Aon put casualty renewals at “generally flat to single-digit increases on a risk-adjusted basis” but noted that “the frequency of severity losses and U.S. social inflation … is now a central focus of renewal discussions.” Liability insurers and reinsurers have said for several years that court awards and settlements are increasing at rates beyond economic inflation.

U.S. general third-party liability excess of loss rates rose 5% to 10% with no loss emergence and 5% to 15% with loss emergence, according Gallagher Re, which said “reinsurers continued to put pressure on pricing,” as U.S. casualty loss trends “remain elevated.”

General liability and excess/umbrella placements with U.S. exposure “experienced continued reinsurance pricing pressure for excess of loss programs,” Guy Carpenter said.

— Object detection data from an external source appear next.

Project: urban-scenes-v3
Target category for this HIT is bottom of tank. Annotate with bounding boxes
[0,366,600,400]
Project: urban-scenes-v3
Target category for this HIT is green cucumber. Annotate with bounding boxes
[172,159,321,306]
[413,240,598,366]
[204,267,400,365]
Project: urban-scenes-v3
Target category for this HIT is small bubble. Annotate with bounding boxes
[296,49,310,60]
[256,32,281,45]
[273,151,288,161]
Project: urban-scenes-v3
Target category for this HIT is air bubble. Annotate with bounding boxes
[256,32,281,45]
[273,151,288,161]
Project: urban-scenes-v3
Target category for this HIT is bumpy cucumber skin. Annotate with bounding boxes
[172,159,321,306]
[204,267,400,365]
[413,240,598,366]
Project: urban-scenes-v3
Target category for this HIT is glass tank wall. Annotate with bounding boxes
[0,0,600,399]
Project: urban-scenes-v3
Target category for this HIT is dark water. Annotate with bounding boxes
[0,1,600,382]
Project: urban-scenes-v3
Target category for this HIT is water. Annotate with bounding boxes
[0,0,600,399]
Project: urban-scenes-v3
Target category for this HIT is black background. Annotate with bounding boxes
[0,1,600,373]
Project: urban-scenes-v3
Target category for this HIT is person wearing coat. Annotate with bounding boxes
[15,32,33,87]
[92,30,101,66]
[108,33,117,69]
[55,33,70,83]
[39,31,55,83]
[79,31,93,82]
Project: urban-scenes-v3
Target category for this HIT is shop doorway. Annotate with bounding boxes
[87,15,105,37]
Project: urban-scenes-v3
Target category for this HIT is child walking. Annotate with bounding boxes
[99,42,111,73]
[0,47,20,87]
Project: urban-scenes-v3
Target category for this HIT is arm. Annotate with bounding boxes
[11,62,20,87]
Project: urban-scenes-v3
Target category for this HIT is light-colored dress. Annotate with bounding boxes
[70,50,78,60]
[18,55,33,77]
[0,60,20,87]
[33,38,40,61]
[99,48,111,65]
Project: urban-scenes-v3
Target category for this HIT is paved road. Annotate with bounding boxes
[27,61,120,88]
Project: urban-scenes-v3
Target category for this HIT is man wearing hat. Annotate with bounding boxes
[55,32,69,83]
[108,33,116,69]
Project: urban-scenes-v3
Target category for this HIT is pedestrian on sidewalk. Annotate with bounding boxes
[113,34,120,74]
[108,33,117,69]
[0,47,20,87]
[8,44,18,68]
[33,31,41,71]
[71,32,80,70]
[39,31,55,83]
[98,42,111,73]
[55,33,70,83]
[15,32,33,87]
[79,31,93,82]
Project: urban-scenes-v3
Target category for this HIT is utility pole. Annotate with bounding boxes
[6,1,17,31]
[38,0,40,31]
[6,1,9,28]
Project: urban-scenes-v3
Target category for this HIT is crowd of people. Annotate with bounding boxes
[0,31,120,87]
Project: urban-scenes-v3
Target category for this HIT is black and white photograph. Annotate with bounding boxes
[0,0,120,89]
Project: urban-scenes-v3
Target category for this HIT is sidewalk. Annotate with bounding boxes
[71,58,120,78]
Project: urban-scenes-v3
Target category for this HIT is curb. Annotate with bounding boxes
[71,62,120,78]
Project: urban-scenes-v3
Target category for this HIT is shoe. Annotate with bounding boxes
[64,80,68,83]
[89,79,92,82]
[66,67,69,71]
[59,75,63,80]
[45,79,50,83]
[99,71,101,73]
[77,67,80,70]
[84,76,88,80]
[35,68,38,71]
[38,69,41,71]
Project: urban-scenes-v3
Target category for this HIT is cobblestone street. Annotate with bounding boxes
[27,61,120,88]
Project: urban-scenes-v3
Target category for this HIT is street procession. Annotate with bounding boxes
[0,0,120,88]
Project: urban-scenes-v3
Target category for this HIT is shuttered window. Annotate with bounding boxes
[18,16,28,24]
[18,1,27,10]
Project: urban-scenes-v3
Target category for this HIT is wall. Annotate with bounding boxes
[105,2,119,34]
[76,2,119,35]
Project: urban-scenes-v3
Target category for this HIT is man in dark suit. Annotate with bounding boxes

“A number of people were quite unnerved by the reserve strengthening in the fourth quarter that some of the large U.S. carriers undertook,” said James Vickers, London-based chairman international, reinsurance, at Gallagher Re, a unit of Arthur J. Gallagher & Co.

Meanwhile, the insurance-linked securities market saw robust first-half issuance. With more than $11 billion of new issuance brought to market, the sector is well on its way to shattering the $15.4 record of new issuance in 2023.

Due to differences in the way deals are counted, Gallagher Re pegged first-half issuance at $11.2 billion, while Guy Carpenter put the total at $11.9 billion.

The second-quarter issuance of $8 billion of catastrophe bonds was also a record for a single quarter, according to Aon.

“Cat bonds may be a smaller portion of total catastrophe limit placed, but they have been an important component of that capacity, and they’ve been a growing component of that capacity,” Ms. Mowery said.